Durante a elaboração do livro, só mudámos um nome na lista e foi por uma mulher da mesma área. Foi difícil escolher as 40, por isso estou cheia de vontade de escrever sobre mais 40 e 40 e 40.

Isso não é para meninas
Isso não é para meninas créditos: Manuscrito

A Mónica divide o seu livro em dois momentos (“pioneiras”/“aventureiras e ativistas”). Quer explicar aos leitores quais os critérios que a levaram a fazer esta divisão? Poderíamos supor que se referia apenas a mulheres de um tempo passado, que ousaram entrar em áreas de atividade fechadas ao feminino, mas aqui encontramos, por exemplo, Adriana Oliveira, nascida em 1996, ou Marta Paço, nascida em 2005.

Quis dividir o livro entre mulheres que foram as primeiras a fazer algo e as que estão a usar a sua voz/profissão para mostrar que as mulheres podem ser tudo o que ambicionarem ser.

Não quis escrever um livro focado num passado longínquo ou num passado que possa ser estudado na escola, quis escrever um livro que desse acesso à história de mulheres mais contemporâneas, mulheres que as miúdas de hoje ainda se possam cruzar com elas na rua. Porquê? Para se conectarem mais facilmente com o seu percurso e sentirem que é mesmo possível fazer a diferença e seguir até os sonhos que parecem mais difíceis.

Os exemplos que fala, a Adriana e a Marta, são mulheres de hoje que quebraram barreiras. Quis tê-las no livro por várias razões: porque são inspiradoras, porque as histórias delas têm mesmo de ser ficar gravadas num livro, porque é interessante ver como há tão pouco tempo não tínhamos uma mulher mergulhadora na Marinha Portuguesa e a Adriana conquistou esse lugar em 2021, e a Marta, cega de nascença, é tetracampeã mundial de surf adaptado. Se isto não mostra a força de uma mulher, uma mulher de hoje, o que é que mostra?  Aliás, força e coragem são as palavras que mais guardo na elaboração deste livro. Todas têm ou tiveram.

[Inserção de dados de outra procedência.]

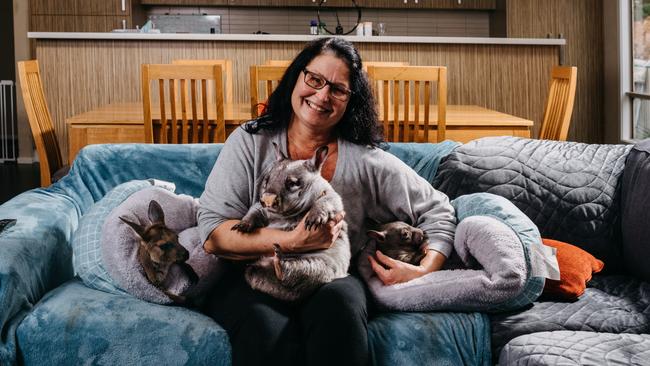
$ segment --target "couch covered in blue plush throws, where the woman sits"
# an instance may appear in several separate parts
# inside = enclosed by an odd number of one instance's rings
[[[393,145],[432,178],[456,146]],[[0,234],[0,364],[229,365],[226,332],[211,318],[86,287],[74,276],[70,239],[113,187],[133,179],[176,184],[198,197],[221,145],[95,145],[69,175],[0,206],[17,224]],[[480,313],[391,313],[369,324],[374,364],[487,364],[489,321]],[[439,362],[439,363],[438,363]]]

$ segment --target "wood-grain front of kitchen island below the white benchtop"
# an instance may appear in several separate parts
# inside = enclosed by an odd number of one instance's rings
[[[112,102],[141,100],[140,65],[230,58],[233,93],[246,103],[248,68],[291,59],[302,42],[39,40],[37,57],[56,133],[67,156],[65,119]],[[448,67],[448,102],[476,104],[540,121],[555,46],[357,44],[364,60]],[[535,126],[535,133],[538,126]]]

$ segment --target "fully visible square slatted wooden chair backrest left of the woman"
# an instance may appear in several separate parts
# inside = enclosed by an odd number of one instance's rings
[[[221,73],[219,65],[143,64],[145,142],[224,142],[226,126]],[[152,81],[153,89],[157,88],[158,93],[152,92]],[[208,98],[210,83],[215,95]],[[154,126],[154,120],[160,123]]]

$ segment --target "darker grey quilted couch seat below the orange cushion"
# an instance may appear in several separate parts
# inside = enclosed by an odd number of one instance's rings
[[[490,320],[497,351],[515,337],[543,331],[650,333],[650,283],[596,275],[575,302],[539,301],[525,311],[494,314]]]

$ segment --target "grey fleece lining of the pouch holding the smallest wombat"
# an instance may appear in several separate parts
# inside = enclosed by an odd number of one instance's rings
[[[530,263],[522,241],[499,219],[462,220],[454,250],[459,261],[452,256],[446,269],[384,286],[368,264],[367,255],[374,252],[370,244],[359,259],[359,271],[378,305],[388,310],[503,311],[527,305],[541,293],[538,281],[528,281]]]

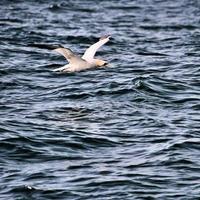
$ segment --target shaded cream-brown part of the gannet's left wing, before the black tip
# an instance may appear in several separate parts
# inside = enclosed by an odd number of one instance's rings
[[[70,64],[77,63],[80,61],[84,61],[81,57],[74,54],[70,49],[67,48],[57,48],[54,51],[63,55]]]

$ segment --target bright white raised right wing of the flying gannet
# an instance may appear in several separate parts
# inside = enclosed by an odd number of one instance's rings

Não quis escrever um livro focado num passado longínquo ou num passado que possa ser estudado na escola, quis escrever um livro que desse acesso à história de mulheres mais contemporâneas.

Entre as inúmeras áreas profissionais que a Mónica traz para o seu livro, há alguma que tenha frustrado as suas intenções de a incluir no livro? Ou seja, áreas que ainda hoje estão completamente vedadas à entrada de mulheres.

Gostava de um dia escrever sobre a primeira mulher Presidente da República. Será que isso um dia vai acontecer?

Não lhe vou pedir que faça uma elaboração exaustiva em torno das mulheres que leva para o seu livro. De qualquer forma, gostaria que destacasse algumas das personalidades que vivem nas páginas desta sua obra.

Pergunta difícil. Vive no livro a poetisa Maria Teresa Horta, a bombeira Maria Isilda Patrício, a rapper Capicua, a manequim com trissomia 21 Carolina Teixeira Rosa, a surfista de ondas gigantes Joana Andrade, a ativista Bianca Castro, a mineira Lucinda Batista, a maquinista Patrícia Pinto e mais 32 mulheres que ousaram ir aonde lhes disseram que não podiam ir. Todas, à sua maneira, mudaram um pouco o mundo.

Como reagiram à forma como são retratadas as mulheres a quem dá voz no livro?

Não consegui, infelizmente, falar com todas. As com quem falei, ficaram muito felizes por fazerem parte deste livro e por saberem que a sua história é mais um passo para que deixe de se dizer “isso não é para meninas”.